Vers une interdiction à Barcelone ?

L’été dernier, l’Espagne a montré son ras-le-bol en interdisant les enterrements de vie de célibataire dans certaines villes. À Madrid, à Tarifa (Andalousie), à Mojacar où les amendes peuvent aller de 100 à 300 euros en cas de comportements irrévérencieux. À Tossa de Mar, une station balnéaire de Catalogne, ils sont prohibés seulement en août, au moment où cela pourrait altérer le tourisme.


Lire aussi : Barcelone est-elle devenue tourismophobe?
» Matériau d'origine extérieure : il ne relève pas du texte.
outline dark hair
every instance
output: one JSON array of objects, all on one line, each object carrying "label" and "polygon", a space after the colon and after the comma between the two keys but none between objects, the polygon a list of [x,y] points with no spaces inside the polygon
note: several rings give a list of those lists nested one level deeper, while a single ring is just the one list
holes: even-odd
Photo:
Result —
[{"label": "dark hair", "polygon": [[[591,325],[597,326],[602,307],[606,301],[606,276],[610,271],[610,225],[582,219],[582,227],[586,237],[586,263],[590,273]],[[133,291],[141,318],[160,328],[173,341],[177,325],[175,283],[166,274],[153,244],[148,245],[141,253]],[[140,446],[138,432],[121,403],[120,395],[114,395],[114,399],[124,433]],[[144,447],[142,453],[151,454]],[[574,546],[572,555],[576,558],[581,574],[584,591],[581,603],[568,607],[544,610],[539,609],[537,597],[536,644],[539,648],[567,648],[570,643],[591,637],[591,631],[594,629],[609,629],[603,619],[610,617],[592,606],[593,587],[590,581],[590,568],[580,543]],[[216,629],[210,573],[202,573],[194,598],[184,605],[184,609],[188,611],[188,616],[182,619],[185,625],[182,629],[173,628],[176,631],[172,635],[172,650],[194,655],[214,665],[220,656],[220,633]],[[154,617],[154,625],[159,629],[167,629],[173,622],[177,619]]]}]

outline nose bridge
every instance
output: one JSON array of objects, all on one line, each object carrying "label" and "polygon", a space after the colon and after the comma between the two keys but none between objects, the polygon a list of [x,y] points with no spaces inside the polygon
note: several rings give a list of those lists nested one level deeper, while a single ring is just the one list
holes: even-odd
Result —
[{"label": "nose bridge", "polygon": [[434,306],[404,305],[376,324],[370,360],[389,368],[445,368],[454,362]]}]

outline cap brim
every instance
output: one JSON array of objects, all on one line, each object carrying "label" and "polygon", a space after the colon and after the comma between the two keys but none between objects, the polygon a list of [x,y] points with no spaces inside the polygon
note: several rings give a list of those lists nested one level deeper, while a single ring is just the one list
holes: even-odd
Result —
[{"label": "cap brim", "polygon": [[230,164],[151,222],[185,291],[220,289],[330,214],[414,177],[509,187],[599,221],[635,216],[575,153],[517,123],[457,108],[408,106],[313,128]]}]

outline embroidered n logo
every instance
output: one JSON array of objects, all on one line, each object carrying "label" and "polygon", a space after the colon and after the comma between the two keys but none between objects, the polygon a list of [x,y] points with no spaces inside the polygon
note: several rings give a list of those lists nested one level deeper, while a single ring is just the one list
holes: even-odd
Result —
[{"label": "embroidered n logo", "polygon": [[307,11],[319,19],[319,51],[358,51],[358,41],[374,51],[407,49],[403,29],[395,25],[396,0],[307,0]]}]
À Salamanque, l’amende peut s’élever à 3000 euros pour un déguisement vulgaire. Si Barcelone n’a pas encore banni ce phénomène, la municipalité a interdit en 2012 les barathons : une tournée des bars dans le centre de la ville pour 10-15 euros par personne, organisée par des agences spécialisées. Ces groupes de 30 à 60 personnes qui déambulaient dans les rues de 23h à 6h du matin avaient exaspéré les habitants de la Ciutat Vella qui avaient finalement obtenu gain de cause. L’actuelle mairesse Ada Colau souhaite pour sa part réguler le tourisme festif, en le dispersant vers des zones plus excentrées de la ville, sans toutefois le prohiber.